Due sono le perplessità: la prima è legata alla diseducazione sociale alla sessualità. E’ opportuno, in un momento storico dove le persone (soprattutto i giovani) sono sotto la costante minaccia di contrarre un’infezione venerea -ogni anno in Italia ci sono 4mila nuovi casi di positività al virus HIV, per non parlare dei casi di epatite B ecc- proporre una contraccezione farmacologica d’emergenza somministrabile senza alcun controllo, con ciò incentivando la già scarsa utilizzazione di contraccettivi migliori -dal punto di vista della propria sicurezza- quali il preservativo?

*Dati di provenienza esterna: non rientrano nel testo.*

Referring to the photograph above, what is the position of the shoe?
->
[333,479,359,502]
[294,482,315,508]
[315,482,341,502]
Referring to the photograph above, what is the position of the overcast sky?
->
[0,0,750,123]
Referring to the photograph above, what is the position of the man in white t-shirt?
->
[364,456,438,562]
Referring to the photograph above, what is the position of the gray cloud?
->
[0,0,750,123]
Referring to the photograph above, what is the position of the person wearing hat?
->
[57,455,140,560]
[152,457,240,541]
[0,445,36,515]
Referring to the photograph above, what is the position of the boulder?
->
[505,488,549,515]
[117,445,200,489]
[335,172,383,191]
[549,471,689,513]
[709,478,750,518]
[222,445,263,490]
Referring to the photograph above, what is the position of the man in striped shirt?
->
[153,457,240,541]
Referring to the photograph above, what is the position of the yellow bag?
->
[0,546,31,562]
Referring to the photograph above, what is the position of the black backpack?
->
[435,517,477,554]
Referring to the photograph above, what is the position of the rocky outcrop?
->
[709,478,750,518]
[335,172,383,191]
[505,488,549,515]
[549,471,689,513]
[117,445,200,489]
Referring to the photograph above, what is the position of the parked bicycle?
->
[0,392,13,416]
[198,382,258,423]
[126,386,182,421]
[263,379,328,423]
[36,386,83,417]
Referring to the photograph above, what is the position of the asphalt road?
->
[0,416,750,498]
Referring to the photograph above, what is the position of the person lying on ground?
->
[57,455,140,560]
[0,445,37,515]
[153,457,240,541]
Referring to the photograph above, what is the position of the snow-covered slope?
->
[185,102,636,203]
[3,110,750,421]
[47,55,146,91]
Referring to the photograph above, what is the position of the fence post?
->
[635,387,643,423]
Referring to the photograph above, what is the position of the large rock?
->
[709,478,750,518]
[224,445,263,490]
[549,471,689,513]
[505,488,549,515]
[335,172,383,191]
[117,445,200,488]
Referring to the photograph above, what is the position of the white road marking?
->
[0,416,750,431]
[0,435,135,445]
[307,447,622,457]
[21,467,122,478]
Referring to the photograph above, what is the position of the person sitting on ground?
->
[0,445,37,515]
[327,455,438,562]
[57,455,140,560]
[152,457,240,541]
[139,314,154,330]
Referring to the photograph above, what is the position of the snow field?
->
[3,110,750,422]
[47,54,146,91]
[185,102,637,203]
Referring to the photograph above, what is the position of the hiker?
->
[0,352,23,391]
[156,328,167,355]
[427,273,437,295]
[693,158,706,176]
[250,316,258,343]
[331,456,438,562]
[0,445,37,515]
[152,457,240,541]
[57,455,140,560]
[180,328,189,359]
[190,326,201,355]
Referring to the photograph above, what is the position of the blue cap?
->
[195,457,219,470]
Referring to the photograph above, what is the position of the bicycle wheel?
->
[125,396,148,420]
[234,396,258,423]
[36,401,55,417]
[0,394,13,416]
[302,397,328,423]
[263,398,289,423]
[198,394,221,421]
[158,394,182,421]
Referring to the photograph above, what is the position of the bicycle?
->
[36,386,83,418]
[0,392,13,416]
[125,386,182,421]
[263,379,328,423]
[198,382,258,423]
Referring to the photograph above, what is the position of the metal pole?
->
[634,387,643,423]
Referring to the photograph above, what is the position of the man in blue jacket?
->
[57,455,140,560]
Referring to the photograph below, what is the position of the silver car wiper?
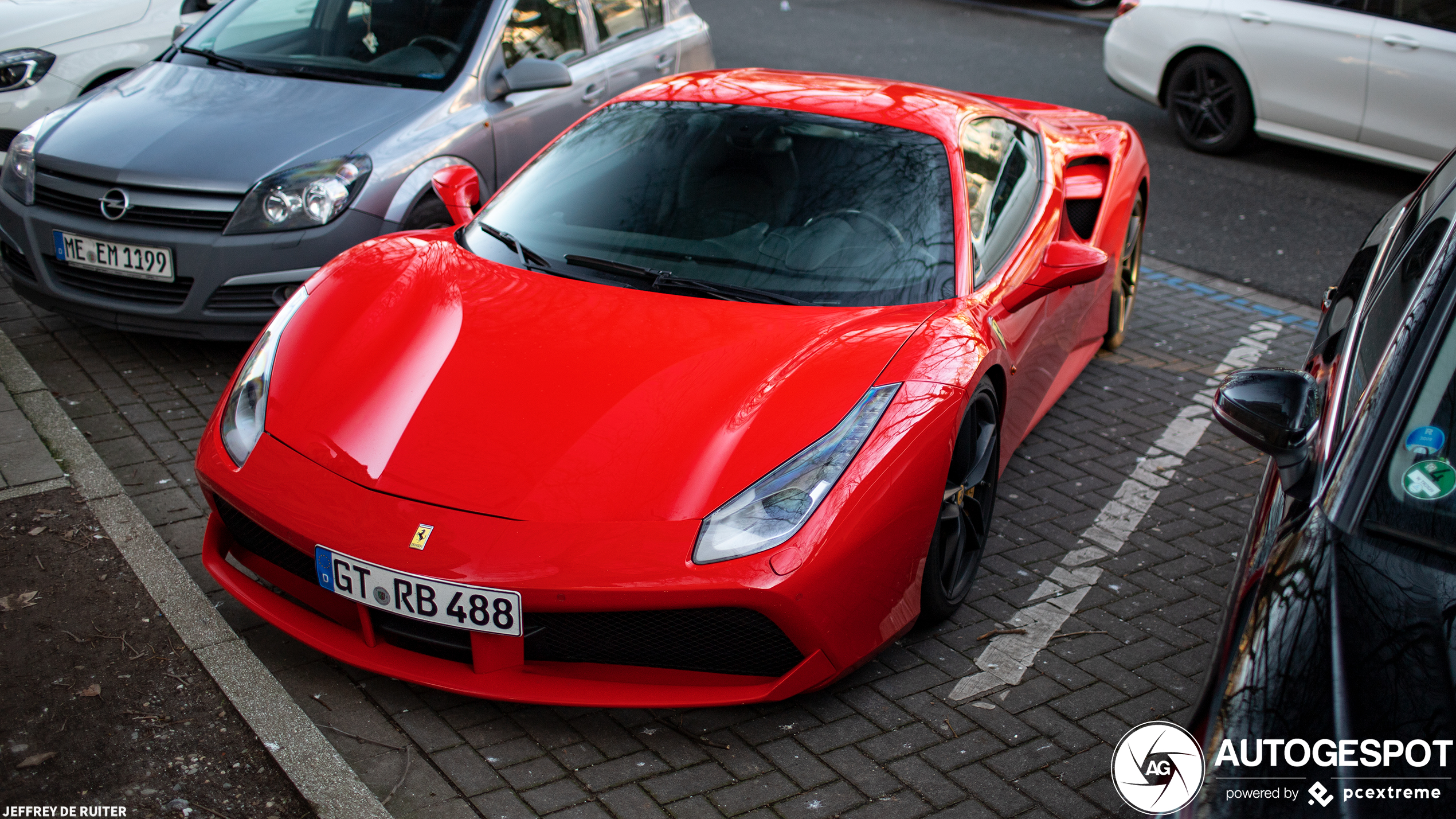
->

La seconda è di tipo logico: come è possibile imporre la prescrizione medica per le pillole anticoncezionali estroprogestiniche orali (ad esempio, tra i tanti, i farmaci denominati “Minesse”, “Arianna”, “Jasmine”, “Yaz” ecc) e non per anticoncezionali d’emergenza come il Norlevo? E’ infatti noto come il meccanismo d’azione si basi sull’assunzione di ormoni estroprogestinici e che tali ormoni siano in quantità sensibilmente inferiore negli anticoncezionali orali ordinari rispetto alle sostanziali quantità rinvenibili in quelli d’emergenza somministrati senza obbligo di ricetta, rinvenendosi proprio nelle eventuali problematiche legate all’assunzione di un estroprogestinico la ragione dell’obbligata prescrivibilità dei contraccettivi orali ordinari.

Sarebbe, banalizzando, come richiedere la patente per guidare una utilitaria e poi consentire la guida senza patente di auto sportive di grande potenza.

Si ritiene che si debba ritornare al regime precedente all’anno 2016 e richiedere a chiunque intenda assumere il farmaco “Norlevo”, nell’interesse della salute del paziente che lo assume, una prescrizione del proprio medico.